Temporomandibular Joint Disorder
What Is Temporomandibular Joint Disorder?
Temporomandibular joint disorder (TMD) refers to a group of related disorders that result from problems with the jaw or jaw joint, or facial muscles involved in jaw movement. TMD can cause discomfort and pain that may be constant or intermittent. These disorders are often incorrectly referred to as TMJ, which refers only to the temporomandibular joint itself.
What Are The Symptoms Of TMD?
- Chronic facial pain in the face, jaw, neck and shoulders
- Chronic facial pain in or around the ear
- Limited ability to open the mouth wide
- Difficulty chewing
- Uncomfortable bite
- Swelling on one or both sides of the face
- Clicking or popping noises when opening the mouth
- Headaches and neck aches
These symptoms may arise from any number of easily identifiable and treatable causes, including sinus infections, tooth decay or gum disease.
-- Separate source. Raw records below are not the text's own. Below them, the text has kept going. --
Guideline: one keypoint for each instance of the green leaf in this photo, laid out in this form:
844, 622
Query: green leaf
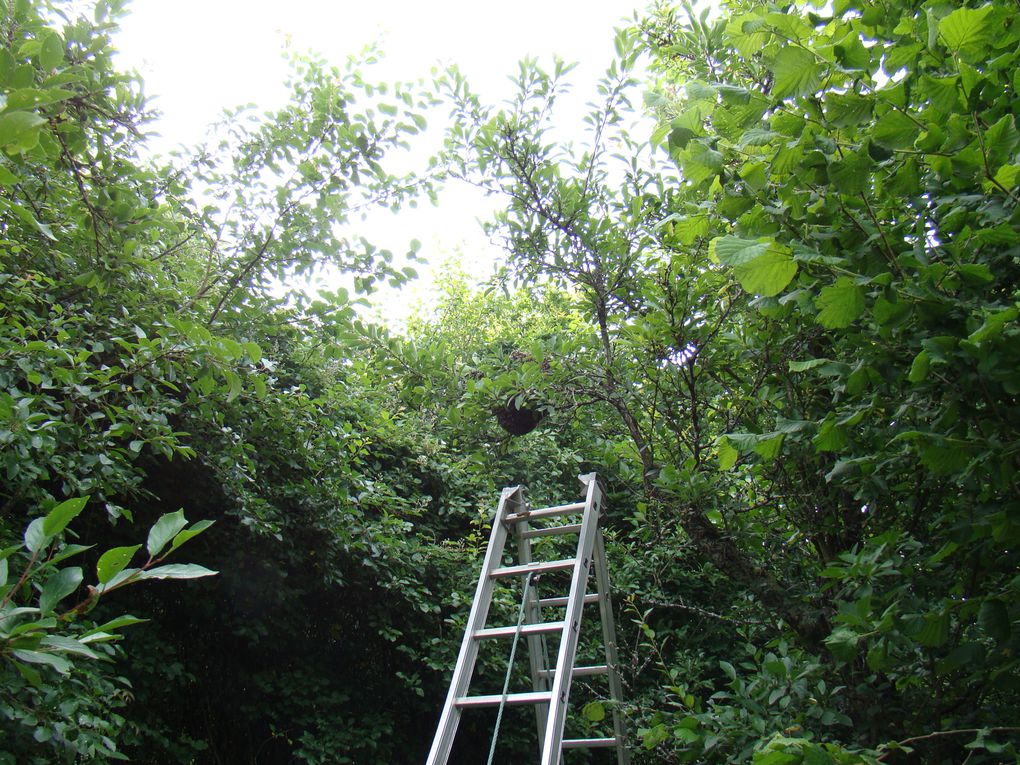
177, 571
761, 266
840, 304
919, 367
768, 274
727, 455
253, 351
770, 445
848, 109
796, 72
944, 457
57, 518
830, 438
58, 587
19, 131
51, 52
189, 533
113, 624
803, 366
113, 562
852, 173
163, 530
35, 657
995, 620
594, 712
968, 32
895, 131
35, 538
62, 644
699, 162
934, 629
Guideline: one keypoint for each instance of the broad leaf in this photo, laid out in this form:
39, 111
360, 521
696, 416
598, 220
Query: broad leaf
57, 519
36, 657
64, 645
19, 131
796, 72
968, 32
840, 304
113, 562
58, 587
35, 538
177, 571
762, 266
189, 533
163, 530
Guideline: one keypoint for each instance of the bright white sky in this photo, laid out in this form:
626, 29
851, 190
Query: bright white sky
199, 56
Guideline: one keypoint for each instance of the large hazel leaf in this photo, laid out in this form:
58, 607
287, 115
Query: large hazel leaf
840, 304
113, 562
968, 32
57, 518
163, 530
19, 131
796, 71
762, 266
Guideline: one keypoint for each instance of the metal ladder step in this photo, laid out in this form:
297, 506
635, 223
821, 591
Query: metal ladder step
531, 697
589, 743
579, 671
525, 568
551, 530
560, 602
544, 628
546, 512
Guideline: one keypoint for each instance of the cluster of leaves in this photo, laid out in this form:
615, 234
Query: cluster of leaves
48, 699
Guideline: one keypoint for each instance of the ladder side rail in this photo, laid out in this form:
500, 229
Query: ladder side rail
511, 499
537, 648
609, 641
553, 743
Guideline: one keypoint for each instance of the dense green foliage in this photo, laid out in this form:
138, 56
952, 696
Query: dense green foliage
783, 328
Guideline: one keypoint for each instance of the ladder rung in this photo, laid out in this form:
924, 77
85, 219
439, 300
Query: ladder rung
546, 512
532, 697
524, 568
551, 530
578, 671
544, 628
560, 602
589, 743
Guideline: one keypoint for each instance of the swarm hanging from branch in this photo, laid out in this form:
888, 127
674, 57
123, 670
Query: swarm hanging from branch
517, 420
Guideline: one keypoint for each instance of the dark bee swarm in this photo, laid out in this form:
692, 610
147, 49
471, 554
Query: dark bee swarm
518, 421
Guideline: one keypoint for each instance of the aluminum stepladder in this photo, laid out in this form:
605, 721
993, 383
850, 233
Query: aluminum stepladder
551, 686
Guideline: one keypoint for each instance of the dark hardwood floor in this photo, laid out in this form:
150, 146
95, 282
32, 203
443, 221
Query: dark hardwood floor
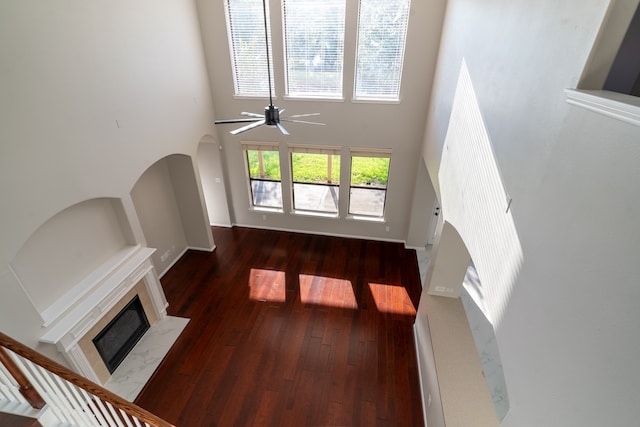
291, 329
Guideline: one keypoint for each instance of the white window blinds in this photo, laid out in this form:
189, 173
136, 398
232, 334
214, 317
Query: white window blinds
314, 43
245, 24
382, 29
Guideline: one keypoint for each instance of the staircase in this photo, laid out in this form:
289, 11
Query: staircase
36, 391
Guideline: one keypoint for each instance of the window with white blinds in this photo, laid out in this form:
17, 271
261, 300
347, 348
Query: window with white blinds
245, 25
314, 44
382, 30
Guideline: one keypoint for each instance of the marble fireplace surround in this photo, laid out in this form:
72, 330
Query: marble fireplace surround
79, 315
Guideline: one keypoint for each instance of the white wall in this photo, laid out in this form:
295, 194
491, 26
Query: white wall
157, 209
568, 334
213, 182
93, 93
396, 126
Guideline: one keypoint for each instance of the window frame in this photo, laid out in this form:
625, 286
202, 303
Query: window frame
261, 146
327, 150
373, 153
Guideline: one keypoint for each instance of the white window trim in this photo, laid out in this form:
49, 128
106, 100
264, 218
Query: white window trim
261, 146
331, 150
369, 152
611, 104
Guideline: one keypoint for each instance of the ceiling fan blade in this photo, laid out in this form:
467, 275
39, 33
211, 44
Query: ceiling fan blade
238, 120
248, 127
304, 115
282, 129
260, 116
302, 121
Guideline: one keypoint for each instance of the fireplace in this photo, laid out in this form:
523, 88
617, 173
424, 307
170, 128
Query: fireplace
121, 334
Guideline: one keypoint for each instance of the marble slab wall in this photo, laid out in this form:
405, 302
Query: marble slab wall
486, 343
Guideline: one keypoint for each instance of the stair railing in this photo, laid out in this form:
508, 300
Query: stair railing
72, 399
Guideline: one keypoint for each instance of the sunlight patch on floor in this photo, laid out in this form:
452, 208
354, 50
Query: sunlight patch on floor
392, 299
327, 291
267, 285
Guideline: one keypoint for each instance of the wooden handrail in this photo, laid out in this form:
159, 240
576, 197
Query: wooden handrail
79, 381
26, 388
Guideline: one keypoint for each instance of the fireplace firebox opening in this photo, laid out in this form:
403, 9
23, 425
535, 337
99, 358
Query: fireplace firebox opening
119, 337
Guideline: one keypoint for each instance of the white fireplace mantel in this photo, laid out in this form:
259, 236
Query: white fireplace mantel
77, 311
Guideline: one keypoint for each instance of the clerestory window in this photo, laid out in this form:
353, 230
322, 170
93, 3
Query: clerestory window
263, 171
245, 27
382, 31
369, 178
314, 47
315, 178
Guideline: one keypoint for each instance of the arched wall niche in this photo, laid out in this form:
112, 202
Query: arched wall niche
213, 175
68, 247
170, 207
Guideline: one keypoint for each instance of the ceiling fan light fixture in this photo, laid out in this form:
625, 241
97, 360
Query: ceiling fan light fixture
271, 116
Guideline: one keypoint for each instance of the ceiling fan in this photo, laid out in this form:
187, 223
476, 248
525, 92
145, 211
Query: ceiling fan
271, 116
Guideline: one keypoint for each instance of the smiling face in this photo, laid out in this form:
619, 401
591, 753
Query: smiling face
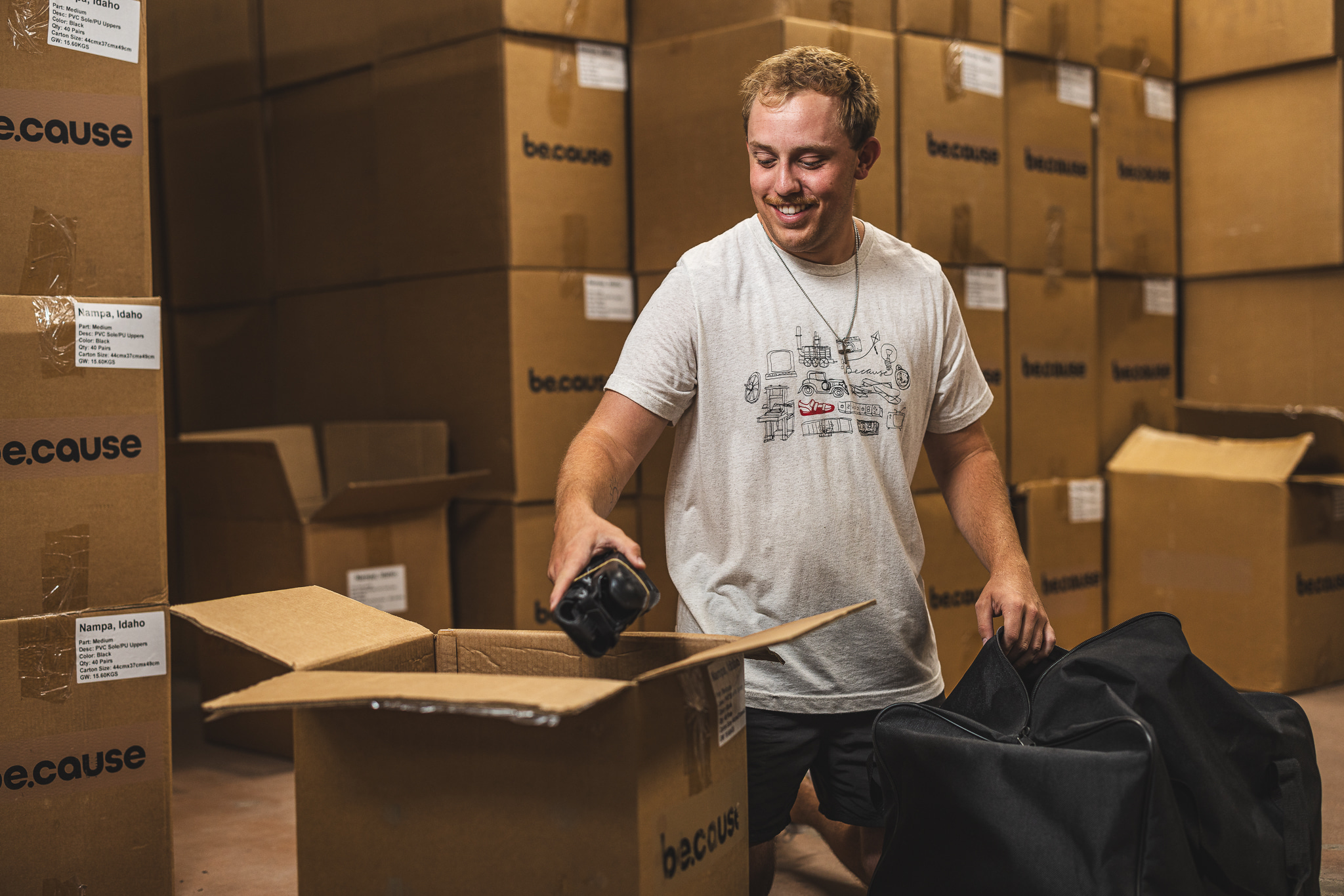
804, 174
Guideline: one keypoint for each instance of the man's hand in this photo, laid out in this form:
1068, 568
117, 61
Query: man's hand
578, 537
1027, 632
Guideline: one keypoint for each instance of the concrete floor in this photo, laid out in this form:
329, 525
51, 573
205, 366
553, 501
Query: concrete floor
234, 815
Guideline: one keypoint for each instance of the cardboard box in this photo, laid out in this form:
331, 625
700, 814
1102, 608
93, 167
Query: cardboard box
652, 20
308, 41
696, 78
978, 20
1264, 340
223, 367
522, 378
1051, 377
984, 320
82, 529
1242, 206
954, 579
214, 199
954, 182
1136, 339
1136, 178
1050, 165
256, 514
1135, 35
386, 796
88, 765
1241, 543
500, 555
203, 54
1226, 38
1060, 524
74, 207
256, 637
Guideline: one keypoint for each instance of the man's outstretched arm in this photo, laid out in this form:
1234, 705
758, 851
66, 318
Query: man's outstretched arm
968, 473
601, 460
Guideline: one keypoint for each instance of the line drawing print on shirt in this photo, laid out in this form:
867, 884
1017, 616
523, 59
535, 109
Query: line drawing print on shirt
814, 355
753, 388
828, 428
777, 413
778, 363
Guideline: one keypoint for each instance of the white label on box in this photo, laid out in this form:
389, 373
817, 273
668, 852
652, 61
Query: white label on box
608, 298
986, 289
1160, 296
123, 647
729, 683
982, 71
1086, 500
601, 66
379, 587
1160, 98
124, 336
102, 27
1074, 85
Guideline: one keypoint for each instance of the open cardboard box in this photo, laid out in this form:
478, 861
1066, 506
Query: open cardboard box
520, 766
1241, 538
257, 518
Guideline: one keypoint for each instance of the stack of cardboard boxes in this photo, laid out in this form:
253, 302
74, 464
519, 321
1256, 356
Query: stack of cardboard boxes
85, 747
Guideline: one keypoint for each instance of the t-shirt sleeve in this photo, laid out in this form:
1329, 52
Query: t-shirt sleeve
658, 366
963, 396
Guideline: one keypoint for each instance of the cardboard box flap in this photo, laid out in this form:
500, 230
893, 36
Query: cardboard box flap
753, 642
1148, 451
382, 451
365, 499
303, 628
297, 451
232, 480
531, 699
1261, 422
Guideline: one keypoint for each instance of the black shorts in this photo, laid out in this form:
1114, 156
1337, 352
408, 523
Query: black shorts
784, 746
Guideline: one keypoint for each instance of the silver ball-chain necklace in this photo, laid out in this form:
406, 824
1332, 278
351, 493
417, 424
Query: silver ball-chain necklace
854, 316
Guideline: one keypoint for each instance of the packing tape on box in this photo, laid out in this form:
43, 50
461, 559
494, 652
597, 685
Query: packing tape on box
46, 657
65, 570
55, 319
27, 22
699, 704
50, 265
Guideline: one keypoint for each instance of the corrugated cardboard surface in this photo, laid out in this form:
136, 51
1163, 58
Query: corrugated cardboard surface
1051, 377
1137, 356
988, 338
516, 342
1263, 173
695, 78
108, 832
954, 579
1136, 180
1250, 563
500, 554
1265, 340
78, 534
104, 188
980, 20
1223, 38
1050, 213
1066, 561
952, 209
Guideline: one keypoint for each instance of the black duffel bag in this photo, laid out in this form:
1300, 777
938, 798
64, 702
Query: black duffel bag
1123, 766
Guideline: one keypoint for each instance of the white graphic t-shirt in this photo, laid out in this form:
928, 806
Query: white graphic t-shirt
789, 489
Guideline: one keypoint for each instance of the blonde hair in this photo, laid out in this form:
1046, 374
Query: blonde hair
826, 71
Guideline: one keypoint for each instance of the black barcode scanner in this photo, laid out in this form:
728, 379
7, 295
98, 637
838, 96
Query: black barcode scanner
604, 601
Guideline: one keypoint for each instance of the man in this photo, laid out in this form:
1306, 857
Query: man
805, 356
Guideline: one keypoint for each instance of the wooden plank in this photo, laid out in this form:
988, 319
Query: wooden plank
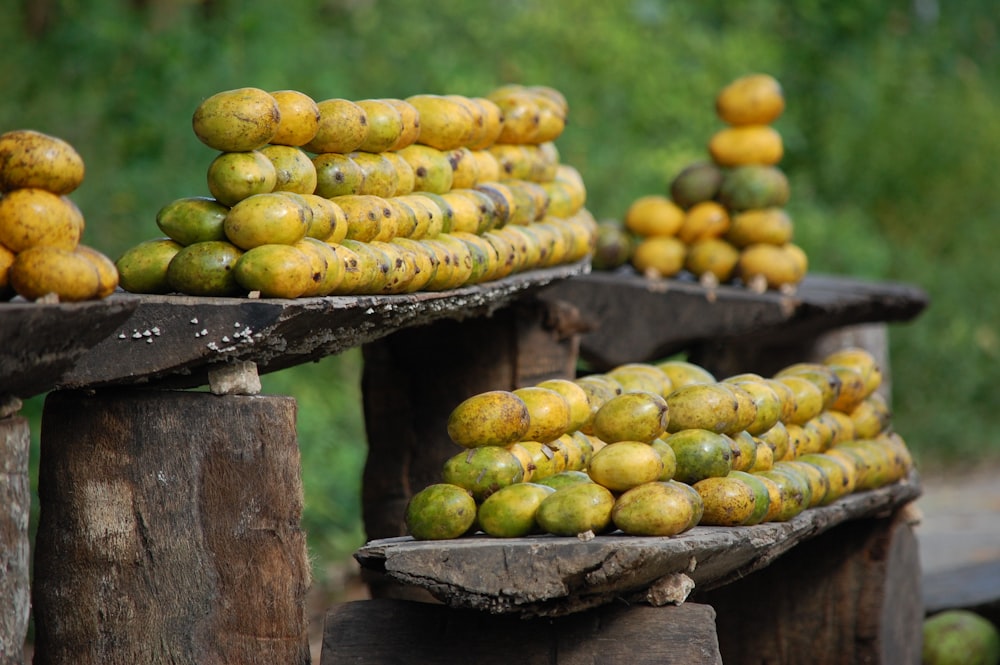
850, 595
39, 343
553, 576
172, 340
169, 530
973, 587
435, 635
15, 508
678, 315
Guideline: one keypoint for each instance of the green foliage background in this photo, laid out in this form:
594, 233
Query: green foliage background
891, 130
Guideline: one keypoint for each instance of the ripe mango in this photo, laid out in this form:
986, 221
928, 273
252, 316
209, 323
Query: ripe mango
32, 159
510, 511
622, 465
700, 453
440, 511
237, 120
631, 416
729, 501
482, 470
576, 509
491, 418
654, 509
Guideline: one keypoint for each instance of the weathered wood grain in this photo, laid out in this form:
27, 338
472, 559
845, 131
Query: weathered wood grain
15, 508
434, 635
553, 576
678, 315
170, 530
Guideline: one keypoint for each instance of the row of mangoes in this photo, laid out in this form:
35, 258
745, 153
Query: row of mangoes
41, 228
654, 449
724, 220
400, 196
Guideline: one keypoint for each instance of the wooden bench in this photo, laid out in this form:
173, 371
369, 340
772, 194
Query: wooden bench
152, 512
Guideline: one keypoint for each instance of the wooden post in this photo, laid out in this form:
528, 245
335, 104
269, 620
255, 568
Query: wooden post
436, 635
850, 595
15, 507
169, 530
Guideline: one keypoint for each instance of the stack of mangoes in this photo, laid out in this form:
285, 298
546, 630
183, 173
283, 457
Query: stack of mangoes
725, 218
41, 255
376, 196
654, 449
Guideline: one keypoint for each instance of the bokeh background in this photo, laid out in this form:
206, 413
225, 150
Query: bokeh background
892, 131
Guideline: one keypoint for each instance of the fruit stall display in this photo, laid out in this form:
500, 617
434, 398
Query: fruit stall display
724, 218
342, 197
654, 449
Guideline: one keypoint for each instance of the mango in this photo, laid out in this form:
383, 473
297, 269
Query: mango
700, 453
510, 511
622, 465
482, 470
491, 418
695, 183
234, 176
753, 99
343, 127
32, 159
206, 269
298, 118
631, 416
577, 509
548, 413
439, 512
654, 509
959, 637
143, 267
729, 501
237, 120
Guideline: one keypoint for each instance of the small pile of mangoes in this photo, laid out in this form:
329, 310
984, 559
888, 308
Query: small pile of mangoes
376, 196
654, 449
724, 219
41, 254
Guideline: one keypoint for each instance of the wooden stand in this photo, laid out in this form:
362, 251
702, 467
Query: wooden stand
435, 635
15, 507
169, 530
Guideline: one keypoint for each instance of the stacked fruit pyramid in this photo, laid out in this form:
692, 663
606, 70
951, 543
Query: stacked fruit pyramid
654, 449
377, 196
725, 219
41, 256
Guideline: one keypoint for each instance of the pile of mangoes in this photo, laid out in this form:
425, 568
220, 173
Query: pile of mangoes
654, 449
41, 255
376, 196
724, 220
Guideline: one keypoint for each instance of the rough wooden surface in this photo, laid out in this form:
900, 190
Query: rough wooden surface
169, 530
387, 632
39, 343
414, 378
15, 508
850, 595
173, 340
680, 315
553, 576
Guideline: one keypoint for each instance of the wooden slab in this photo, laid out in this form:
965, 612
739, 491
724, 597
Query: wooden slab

What Are The Causes Of TMD?
Although there are many causes of TMD, common ones include:
- Trauma to the head or neck
- Oral habits such as clenching or grinding of the teeth
- “Bad” bite or missing teeth
- Malalignment of the upper and lower jaws
Is There Treatment For TMD?
Yes, although treatments have different effects on different people. Some of the treatments may include:
- Stress-reduction exercises
- Muscle relaxants
- Low-level-laser therapy
- Mouth protectors to prevent-teeth grinding
- Change in diet to soft foods
- Heat/ice packs
- Avoidance of extreme jaw movements
More extensive corrective treatments may take the form of surgery or injections for pain relief. Surgery for TMD may include arthroscopy or open-joint surgery.
What Is Bruxism?
Bruxism, or teeth-grinding, occurs when the jaws are clenched and the teeth grind against one another. Stress and anxiety are often blamed, but sleep disorders, abnormal bite, and missing or crooked teeth may also be causes. If left untreated, bruxism can lead to headaches, a sore jaw, or painful, loose or fractured teeth. It may sometimes lead to TMD.